As a general rule, parties are permitted to agree that the law of a particular jurisdiction will govern their transaction. See Owens v. Hagenbeck-Wallace Shows Co., 58 R.I. 162, 173, 192 A. 158, 164 (1937); see also Bird v. Centennial Insurance Co., 11 F.3d 228, 231 n. 5 (1st Cir.1993). Rhode Island law recognizes choice of law clauses, with some limitations. Owens, 58 R.I. at 172, 192 A. at 164. For example, this Court has previously stated that "the right of parties to a contract to have their reciprocal duties and obligations under that contract governed by the law of some particular jurisdiction is limited to the selection or stipulation by them of the law of a jurisdiction which has a real relation to the contract." Id. at 174, 192 A. at 164; see also Providence & Worcester Railroad Co. v. Sargent & Greenleaf, Inc., 802 F. Supp. 680, 684 (D.R.I. 1992). Moreover, the Restatement (Second) Conflict of Laws § 187(2)(a) (1971) states that "[t]he law of the state chosen by the parties to govern their contractual rights and duties will be applied * * * unless * * * the chosen state has no substantial relationship to the parties or the transaction and there is no other reasonable basis for the parties' choice." Among those jurisdictions in which there is a reasonable basis for choosing the law of that jurisdiction are: (1) the place of performance of one of the parties; (2) the domicile of one of the parties; or (3) the principal place of business of a party. Id., cmt. f at 567.

In this matter, the parties have chosen the law of Connecticut to govern the agreement and the underlying loan documents.
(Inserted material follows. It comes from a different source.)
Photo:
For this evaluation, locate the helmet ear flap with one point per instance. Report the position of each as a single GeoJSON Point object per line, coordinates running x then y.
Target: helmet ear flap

We recognize their right to do so and will not interfere with that right, considering that there was a reasonable basis for having chosen Connecticut law to govern the transaction. As indicated, the original lender was a Connecticut corporation, which according to the Restatement, is sufficient to create a reasonable relation to the contract. Accordingly, we will not interfere with the agreement of two commercial entities to designate a particular jurisdiction to govern the transaction, so long as that jurisdiction has a real relation to the contract. Therefore, Lauro's appeal is denied and dismissed. The order of the Superior Court is affirmed and the papers in this case are remanded to the Superior Court.

NOTES

[1] DB Thin Films, LLC is the successor by assignment to the claim of SAMP in this proceeding.
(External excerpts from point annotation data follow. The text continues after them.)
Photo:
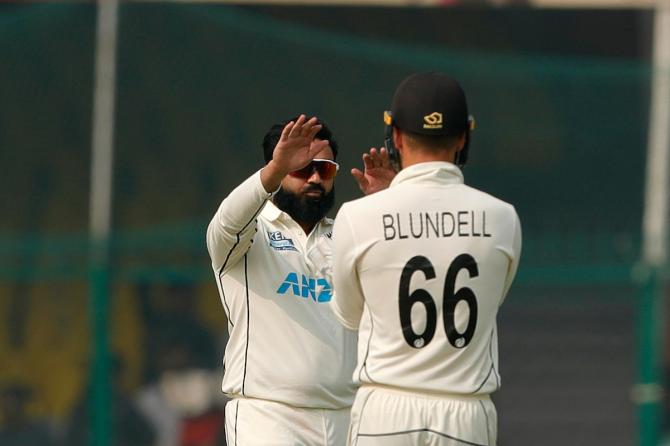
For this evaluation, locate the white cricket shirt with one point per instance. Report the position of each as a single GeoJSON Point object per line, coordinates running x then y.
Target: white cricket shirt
{"type": "Point", "coordinates": [285, 345]}
{"type": "Point", "coordinates": [423, 267]}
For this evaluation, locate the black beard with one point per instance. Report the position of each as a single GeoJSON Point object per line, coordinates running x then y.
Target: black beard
{"type": "Point", "coordinates": [303, 209]}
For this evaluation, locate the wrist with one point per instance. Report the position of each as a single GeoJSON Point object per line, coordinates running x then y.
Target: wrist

[2] This loan amount was subsequently amended by an "Amendment to Secured Note" and the amended note was in the amount of $508,750.

[3] There was also a subordination agreement entered into with a third party, Fleet Bank, which was to be governed by Rhode Island Law, however, we agree with the trial justice that this does not negate the choice of law provisions contained in the other documents.

[4] On December 12, 1997, the trial justice appointed a permanent receiver in succession to the appointment of the temporary receiver for the protection, maintenance, and preservation of LTF's assets and property.

[5] Lauro argues that the transfer of the intellectual property and the licensing back of that property was a thinly disguised attempt by SAMP to obtain additional interest payments on the note. It is this additional royalty payment that Lauro argues rendered the entire loan transaction void as usurious.